The vacancy rate fell slightly by 20 basis points to 12.6% in the second quarter from the previous quarter, and is down 70 bps from a year ago. The slow rate of net absorption compared with the growth in office jobs is due to the shadow space from the high levels of job losses during the past recession without a corresponding loss of office demand. In short, tenants are burning off excess space that is left over from the recession, before the need to lease additional space will be realized.
All of this will hinge upon many factors and the overall economy:
- Will companies be able to, or want to, make office time and space be valuable enough/necessary in the face of the Internet and people being able to work from nearly anywhere?
- Will Ben Bernanke be able to stave off the liquidationists throughout what will be a very long recovery regardless?
- Should we as a whole society absorb private banking losses or rather still clean house and turn banking into a public utility?
- How will the US be able to create new high-paying jobs by the tens of millions considering low-wage competition in developing nations and all of this debt burden perpetuated by Ben Bernanke’s policy of near-zero interest loans to banks that the Fed then paid/pays a higher saving rate on those borrowed funds?

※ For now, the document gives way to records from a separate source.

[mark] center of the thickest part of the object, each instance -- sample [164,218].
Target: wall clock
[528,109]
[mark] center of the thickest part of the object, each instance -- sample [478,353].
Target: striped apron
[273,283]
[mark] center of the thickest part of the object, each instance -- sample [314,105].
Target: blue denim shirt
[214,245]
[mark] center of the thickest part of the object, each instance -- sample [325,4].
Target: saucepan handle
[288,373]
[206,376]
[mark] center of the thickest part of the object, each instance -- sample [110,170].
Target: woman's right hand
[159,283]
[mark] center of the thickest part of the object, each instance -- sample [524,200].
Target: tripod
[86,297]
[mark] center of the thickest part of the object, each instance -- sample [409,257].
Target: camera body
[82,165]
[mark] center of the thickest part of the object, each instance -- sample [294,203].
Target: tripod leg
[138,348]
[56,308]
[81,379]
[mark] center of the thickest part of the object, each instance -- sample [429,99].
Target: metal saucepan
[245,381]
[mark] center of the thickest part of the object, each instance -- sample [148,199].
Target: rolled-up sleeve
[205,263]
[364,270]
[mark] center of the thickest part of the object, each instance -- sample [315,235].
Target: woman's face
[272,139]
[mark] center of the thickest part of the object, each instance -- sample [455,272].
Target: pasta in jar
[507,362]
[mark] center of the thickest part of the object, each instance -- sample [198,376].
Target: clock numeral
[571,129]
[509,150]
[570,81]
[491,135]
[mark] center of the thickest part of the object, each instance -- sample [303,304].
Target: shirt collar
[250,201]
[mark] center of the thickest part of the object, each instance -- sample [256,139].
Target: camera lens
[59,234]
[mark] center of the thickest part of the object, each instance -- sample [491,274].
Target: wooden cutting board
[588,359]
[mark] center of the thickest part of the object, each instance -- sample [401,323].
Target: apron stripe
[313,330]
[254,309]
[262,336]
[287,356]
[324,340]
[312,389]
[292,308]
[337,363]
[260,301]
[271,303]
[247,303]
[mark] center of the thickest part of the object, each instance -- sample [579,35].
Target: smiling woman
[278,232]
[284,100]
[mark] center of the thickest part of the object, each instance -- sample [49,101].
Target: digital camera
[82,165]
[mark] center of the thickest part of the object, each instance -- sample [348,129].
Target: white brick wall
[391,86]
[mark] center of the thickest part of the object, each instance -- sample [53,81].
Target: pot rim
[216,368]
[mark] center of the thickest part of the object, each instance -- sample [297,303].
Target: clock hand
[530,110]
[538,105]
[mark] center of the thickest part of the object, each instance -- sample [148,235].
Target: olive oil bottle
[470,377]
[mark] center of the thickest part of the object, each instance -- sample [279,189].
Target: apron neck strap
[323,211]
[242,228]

- Should we allow banks to sit on their REO (real estate owned) just waiting to trickle it back onto the market only after market values have been artificially raised via that sitting? Is this really a “free” market in the first place considering the Fed’s policies and practices of propping up those very banks?
- What’s best for the vast majority of people and our economy as a whole?
- Wouldn’t doing what’s best for that vast majority be best for those with the most now anyway? Didn’t Henry Ford pay his workers enough to be able to buy the cars they turned out? Wasn’t that the smart economic/financial decision on his part? Shouldn’t we be doing that now rather than running the middle class and lower classes down even further forcing them to work off the debts created by the deregulated, hyper-leveraged, toxic-securities Wall Street firms that flooded the mortgage market with cash and long before Fannie or Freddie ever got into the sub-prime and exotic securitization rackets?